Mata biru dingin itu menghujamnya. "Maaf sekali lagi...Mars, ya namamu," bisik Rhea.

Ia takut sekarang. Sendirian di perpustakaan tua yang terlalu miskin untuk menggaji penjaga malam!

"Kau ingin bukti?" tanya pemuda itu. Suaranya terdengar seperti ejekan, dan Rhea mengangkat kepalanya dan menatap mata biru dingin menakutkan itu. Pemuda ini berpakaian rapi, bukan seperti dewa Yunani. Bagaimana mungkin? Orang gila ini!

"Ya."

Mars membuka buku bersampul merah yang berada dalam genggamannya. Matanya lekat menatap Rhea, tatapan yang melemaskan lutut gadis kutubuku itu Halaman yang putih kosong dari buku bersampul merah itu perlahan berganti menjadi sebuah gambaran. Lukisan. Lukisan cat air. Rhea terbelalak melihat lukisan cat air berupa sebuah gunung yang amat tinggi dengan awan keemasan itu tampak semakin nyata, dan perlahan tampak pohon-pohon di sekitar gunung itu bergerak. Ya, bergerak seperti tertiup angin!

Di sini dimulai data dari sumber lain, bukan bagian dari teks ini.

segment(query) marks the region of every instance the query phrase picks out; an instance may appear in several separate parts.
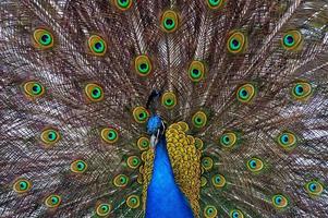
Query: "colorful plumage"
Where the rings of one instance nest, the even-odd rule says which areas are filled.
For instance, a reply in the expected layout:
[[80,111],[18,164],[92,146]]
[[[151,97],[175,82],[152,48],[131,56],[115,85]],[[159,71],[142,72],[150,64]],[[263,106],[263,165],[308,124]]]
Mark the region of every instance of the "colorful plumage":
[[0,217],[328,217],[326,0],[2,0]]

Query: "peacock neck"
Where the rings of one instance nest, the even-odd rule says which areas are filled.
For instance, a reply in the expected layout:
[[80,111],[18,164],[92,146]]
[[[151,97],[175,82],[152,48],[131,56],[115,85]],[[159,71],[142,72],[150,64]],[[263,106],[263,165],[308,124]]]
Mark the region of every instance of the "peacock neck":
[[155,149],[153,175],[147,190],[146,218],[192,218],[190,203],[177,185],[162,136]]

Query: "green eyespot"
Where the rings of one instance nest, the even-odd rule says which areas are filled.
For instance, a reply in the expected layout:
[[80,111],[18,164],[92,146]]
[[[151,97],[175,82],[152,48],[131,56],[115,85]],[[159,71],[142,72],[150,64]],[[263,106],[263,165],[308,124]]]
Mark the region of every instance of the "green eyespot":
[[111,205],[110,204],[99,204],[96,208],[96,214],[99,216],[99,217],[105,217],[107,215],[109,215],[111,210]]
[[144,107],[136,107],[133,110],[133,118],[137,123],[145,123],[149,118],[149,112]]
[[161,105],[167,109],[172,109],[177,105],[175,94],[172,92],[165,93],[161,97]]
[[206,170],[209,171],[211,170],[214,166],[214,161],[210,157],[203,157],[202,158],[202,167]]
[[60,140],[60,134],[54,129],[46,129],[40,136],[42,143],[47,146],[52,146]]
[[160,26],[166,33],[175,32],[179,26],[179,15],[172,10],[163,12],[160,20]]
[[75,173],[83,173],[87,169],[87,164],[83,160],[75,160],[71,164],[71,171]]
[[147,137],[139,137],[138,141],[137,141],[137,147],[141,149],[141,150],[146,150],[149,148],[150,146],[150,141],[147,138]]
[[19,179],[14,184],[13,184],[13,190],[19,193],[23,194],[28,192],[32,189],[32,183],[26,180],[26,179]]
[[247,168],[252,172],[259,172],[264,168],[264,164],[260,159],[253,157],[247,161]]
[[223,187],[226,185],[226,178],[222,174],[216,174],[211,178],[211,183],[217,189]]
[[148,56],[142,55],[134,60],[135,72],[141,76],[147,76],[153,70],[153,65]]
[[131,156],[126,159],[126,164],[130,168],[136,169],[142,164],[142,160],[137,156]]
[[53,35],[45,28],[35,29],[33,39],[36,48],[49,49],[53,47]]
[[307,82],[295,83],[292,88],[292,96],[295,100],[307,100],[312,93],[312,86]]
[[126,205],[127,207],[130,208],[137,208],[139,205],[141,205],[141,201],[139,201],[139,196],[137,195],[130,195],[127,198],[126,198]]
[[61,203],[61,196],[57,194],[49,195],[45,201],[46,206],[50,208],[58,207],[60,203]]
[[302,34],[299,31],[290,31],[282,37],[282,47],[288,51],[297,50],[302,43]]
[[127,183],[129,178],[125,174],[118,174],[113,180],[113,184],[118,187],[125,187]]
[[195,128],[204,128],[206,125],[206,123],[207,123],[207,116],[203,111],[197,111],[193,116],[192,121],[193,121],[193,125]]
[[25,95],[29,98],[41,97],[45,94],[45,87],[36,81],[26,82],[23,87]]
[[113,144],[119,140],[119,133],[116,129],[104,128],[101,130],[101,138],[108,144]]
[[105,56],[107,51],[107,43],[98,35],[92,35],[88,38],[88,47],[94,56]]
[[85,95],[92,102],[99,102],[104,99],[102,87],[95,83],[89,83],[84,88]]
[[230,33],[230,37],[227,41],[228,51],[232,55],[241,53],[245,50],[246,47],[246,37],[241,32]]
[[199,82],[205,77],[205,65],[201,61],[193,61],[189,66],[189,77],[193,82]]
[[286,208],[289,204],[288,198],[286,196],[283,196],[282,194],[274,195],[271,201],[272,201],[274,206],[278,209]]
[[205,218],[215,218],[217,217],[218,215],[218,210],[215,206],[212,205],[207,205],[205,208],[204,208],[204,216]]
[[250,102],[255,97],[255,87],[251,83],[240,86],[236,90],[236,99],[240,102]]
[[278,136],[278,144],[282,148],[291,150],[297,145],[297,137],[294,133],[284,131]]
[[320,194],[324,192],[324,185],[313,180],[305,184],[305,190],[309,196],[317,197],[320,196]]

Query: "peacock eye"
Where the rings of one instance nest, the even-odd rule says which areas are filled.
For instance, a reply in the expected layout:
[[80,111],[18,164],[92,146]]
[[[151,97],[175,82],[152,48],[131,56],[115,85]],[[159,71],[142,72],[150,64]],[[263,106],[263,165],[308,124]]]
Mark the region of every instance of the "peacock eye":
[[236,90],[236,99],[241,102],[250,102],[255,95],[255,87],[252,84],[244,84]]
[[272,196],[272,204],[276,208],[282,209],[288,206],[289,202],[282,194],[276,194]]
[[258,158],[253,157],[247,161],[247,168],[252,172],[259,172],[263,169],[263,167],[264,167],[264,164]]
[[230,218],[244,218],[244,214],[239,209],[232,209],[229,215]]
[[302,41],[302,35],[299,31],[290,31],[282,37],[282,47],[286,50],[296,50]]
[[177,105],[175,94],[172,92],[165,93],[161,97],[161,105],[167,109],[172,109]]
[[218,215],[218,210],[215,206],[212,205],[207,205],[205,208],[204,208],[204,216],[206,218],[215,218],[217,217]]
[[105,128],[101,130],[101,138],[109,144],[113,144],[119,140],[119,133],[116,129]]
[[105,56],[107,44],[104,38],[93,35],[88,38],[88,47],[94,56]]
[[53,36],[45,28],[37,28],[33,34],[34,45],[39,49],[49,49],[53,47]]
[[193,82],[199,82],[205,76],[205,65],[201,61],[193,61],[189,66],[189,77]]
[[109,204],[99,204],[96,208],[96,214],[99,216],[99,217],[105,217],[107,215],[109,215],[111,210],[111,205]]
[[151,72],[151,62],[148,56],[142,55],[135,58],[134,68],[138,75],[147,76]]
[[132,5],[132,0],[114,0],[116,7],[121,11],[126,11]]
[[85,86],[84,90],[85,90],[86,97],[92,102],[99,102],[104,99],[104,90],[102,90],[101,86],[99,86],[95,83],[87,84]]
[[53,207],[58,207],[61,203],[61,196],[57,195],[57,194],[51,194],[46,198],[46,206],[53,208]]
[[195,128],[204,128],[207,123],[207,116],[203,111],[197,111],[192,118]]
[[118,174],[113,180],[113,184],[118,187],[125,187],[127,183],[129,178],[125,174]]
[[40,97],[45,94],[45,87],[38,82],[26,82],[23,86],[25,95],[31,98]]
[[42,131],[42,133],[41,133],[41,141],[46,145],[49,145],[49,146],[53,145],[59,140],[60,140],[60,134],[54,129],[47,129],[47,130]]
[[227,48],[230,53],[236,55],[245,50],[245,36],[241,32],[232,32],[228,38]]
[[19,179],[14,184],[13,184],[13,190],[19,193],[26,193],[32,189],[32,183],[26,180],[26,179]]
[[179,16],[174,11],[168,10],[163,12],[160,23],[166,33],[173,33],[179,26]]
[[222,174],[216,174],[211,178],[211,183],[215,187],[223,187],[226,185],[226,178]]
[[312,93],[312,86],[307,82],[295,83],[292,88],[292,96],[296,100],[306,100]]
[[130,195],[127,198],[126,198],[126,205],[127,207],[130,208],[137,208],[139,205],[141,205],[141,201],[139,201],[139,196],[137,195]]
[[136,107],[133,110],[133,118],[137,123],[145,123],[149,118],[149,112],[144,107]]
[[87,164],[83,160],[75,160],[71,164],[71,171],[75,173],[83,173],[87,169]]
[[311,196],[319,196],[324,192],[324,186],[319,182],[313,180],[306,183],[305,190]]
[[131,156],[126,159],[126,164],[130,168],[132,169],[136,169],[138,168],[138,166],[141,165],[141,158],[138,158],[137,156]]
[[210,157],[203,157],[202,158],[202,167],[206,170],[209,171],[211,170],[214,166],[214,161]]

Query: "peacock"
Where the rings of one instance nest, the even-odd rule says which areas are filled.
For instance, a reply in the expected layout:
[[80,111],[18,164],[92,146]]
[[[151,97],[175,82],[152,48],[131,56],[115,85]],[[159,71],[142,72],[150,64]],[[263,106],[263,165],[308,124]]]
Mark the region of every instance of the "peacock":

"Bagaimana...bagaimana mungkin?!" bisik Rhea dengan mata yang tak bisa ia lepaskan dari halaman yang kini benar-benar hidup itu. Seperti melihat sebuah video! "Olympus." Suara pemuda itu terdengar mantap meyakinkan, ia tahu ia sudah memberikan bukti luar biasa atas klaimnya sebagai Mars. Rhea mendongakkan kepalanya dan menatap pemuda itu lurus-lurus. Dia benar? Benar-benar? Mars?

"Kau benar-benar Mars? Apa yang kau lakukan disini?" Rhea berbisik karena ia sungguh tidak tahu sekeras apa ia harus bicara pada seorang dewa perang. Seorang dewa perang mungkin sangat sensi orangnya. Mungkin ia terlalu lapar dan mulai berhalusinasi, pikir Rhea.

Mars melangkah mendekat. "Saudara tiriku, Hermes, benar-benar sangat jahil. Dia kalah dalam sebuah permainan tebak-tebakan denganku, dan dia membalas dengan mengambil buku catatan strategi perangku ini, dan melemparnya ke dunia manusia! Akan kupatahkan sayapnya nanti saat kukembali ke Olympus!" dengus Mars.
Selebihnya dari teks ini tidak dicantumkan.